Accusations of communist sympathies

Witch Hunt was an early attempt to combat McCarthyism, which McWilliams considered a grave threat to civil liberties and healthy politics. Although he was never a member of the Communist Party, he was a frequent target of anticommunist attacks. In the 1940s, he was called before the Committee on Un-American Activities in California. FBI director J. Edgar Hoover placed him on the Custodial Detention List, making him a candidate for detention in case of national emergency even though McWilliams was serving in the state government at the time.
His activism took many forms. In the early 1940s, he helped overturn the convictions of mostly Latino youths following the so-called Sleepy Lagoon murder trial. He also helped cool the city's temperature during the Zoot Suit Riots of 1943, when scuffles between servicemen and Latino youths spun out of control.
Once out of government, he became an outspoken critic of the removal and internment of Japanese American citizens and almost immediately began writing an exposé on the topic. Published in 1944, Prejudice: Japanese-Americans: Symbol of Race Hatred was cited repeatedly in the sole dissenting opinion in Korematsu v. United States, the Supreme Court decision that upheld the constitutionality of the exclusion.
Several years later, a group of Los Angeles screenwriters, directors, and producers known as the Hollywood Ten was cited for contempt of Congress after refusing to answer a House committee's questions about Communist Party membership. McWilliams drafted a Supreme Court amicus brief for two of them, John Howard Lawson and Dalton Trumbo.
In 1951, McWilliams moved to New York City to work at The Nation under editor Freda Kirchwey. For the next decade, he helped shepherd the magazine through its most difficult period. Taking over as editor in 1955, he stayed until 1975 and is credited with strengthening the magazine's investigative reporting. He also published the early work of Ralph Nader, Howard Zinn, Theodore Roszak, and Hunter S. Thompson, who credited McWilliams with the idea for his first bestselling book, .

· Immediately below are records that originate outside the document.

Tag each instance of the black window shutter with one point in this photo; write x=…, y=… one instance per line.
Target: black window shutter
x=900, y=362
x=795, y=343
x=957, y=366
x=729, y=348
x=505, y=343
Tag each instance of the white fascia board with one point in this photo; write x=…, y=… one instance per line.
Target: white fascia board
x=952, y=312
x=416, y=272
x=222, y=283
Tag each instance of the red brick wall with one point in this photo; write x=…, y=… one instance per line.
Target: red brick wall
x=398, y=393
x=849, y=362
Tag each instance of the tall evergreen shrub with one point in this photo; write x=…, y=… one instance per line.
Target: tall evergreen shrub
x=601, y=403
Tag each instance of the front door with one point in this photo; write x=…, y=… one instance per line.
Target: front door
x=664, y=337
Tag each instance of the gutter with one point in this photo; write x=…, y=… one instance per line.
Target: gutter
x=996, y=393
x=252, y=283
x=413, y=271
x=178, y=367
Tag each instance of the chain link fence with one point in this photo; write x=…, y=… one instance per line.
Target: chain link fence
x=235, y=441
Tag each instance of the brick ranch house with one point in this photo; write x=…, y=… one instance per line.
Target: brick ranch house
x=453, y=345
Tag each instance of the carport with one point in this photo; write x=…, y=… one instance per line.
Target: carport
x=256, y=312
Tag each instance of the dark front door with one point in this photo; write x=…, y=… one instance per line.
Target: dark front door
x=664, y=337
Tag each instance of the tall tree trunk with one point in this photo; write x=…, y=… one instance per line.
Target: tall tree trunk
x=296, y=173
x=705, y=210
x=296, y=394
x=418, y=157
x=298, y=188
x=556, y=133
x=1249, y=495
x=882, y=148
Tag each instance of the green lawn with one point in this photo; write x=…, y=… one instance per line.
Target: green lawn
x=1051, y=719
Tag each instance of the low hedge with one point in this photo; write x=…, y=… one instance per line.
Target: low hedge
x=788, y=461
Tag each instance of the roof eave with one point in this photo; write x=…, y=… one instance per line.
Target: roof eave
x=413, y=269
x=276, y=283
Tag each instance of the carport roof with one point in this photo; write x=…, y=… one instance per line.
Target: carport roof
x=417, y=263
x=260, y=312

McWilliams and Bay of Pigs story

McWilliams was the first American reporter to reveal that the CIA was training a group of Cuban exiles in Guatemala for the Bay of Pigs Invasion. His article for The Nation, "Are We Training Cuban Guerrillas?", was published in November 1960, five months before the invasion occurred, during the Eisenhower Administration.
The story was largely ignored by major newspapers like The New York Times and The Washington Post. Arthur M. Schlesinger, Jr., an aide to President John F. Kennedy, pressured The New Republic not to run a story about the guerrilla force. Following the failure of the invasion, Kennedy expressed regret that more information about the invasion plan was not published by telling Times reporter Turner Catledge, "If you had printed more about the operation, you would have saved us from a colossal mistake."

Death and legacy

He died in New York City on June 27, 1980, at 74. Since his death, his critical fortunes have risen steadily. The American Political Science Association gives an annual Carey McWilliams Award "to honor a major journalistic contribution to our understanding of politics." In Embattled Dreams, California historian Kevin Starr calls McWilliams "the single finest nonfiction on California–ever," and biographer Peter Richardson maintains that McWilliams might be the most versatile American public intellectual of the twentieth century.
His first son, Wilson Carey McWilliams, was a noted political scientist who taught at Rutgers University. His second son, Jerry McWilliams, was an expert on vinyl disc records preservation. McWilliams had two grandchildren: Susan McWilliams Barndt, a professor of politics at Pomona College, and Helen McWilliams, the lead singer of VAGIANT Boston.
His papers are housed in the Bancroft Library at the University of California, Berkeley and at Special Collections at the University of California, Los Angeles.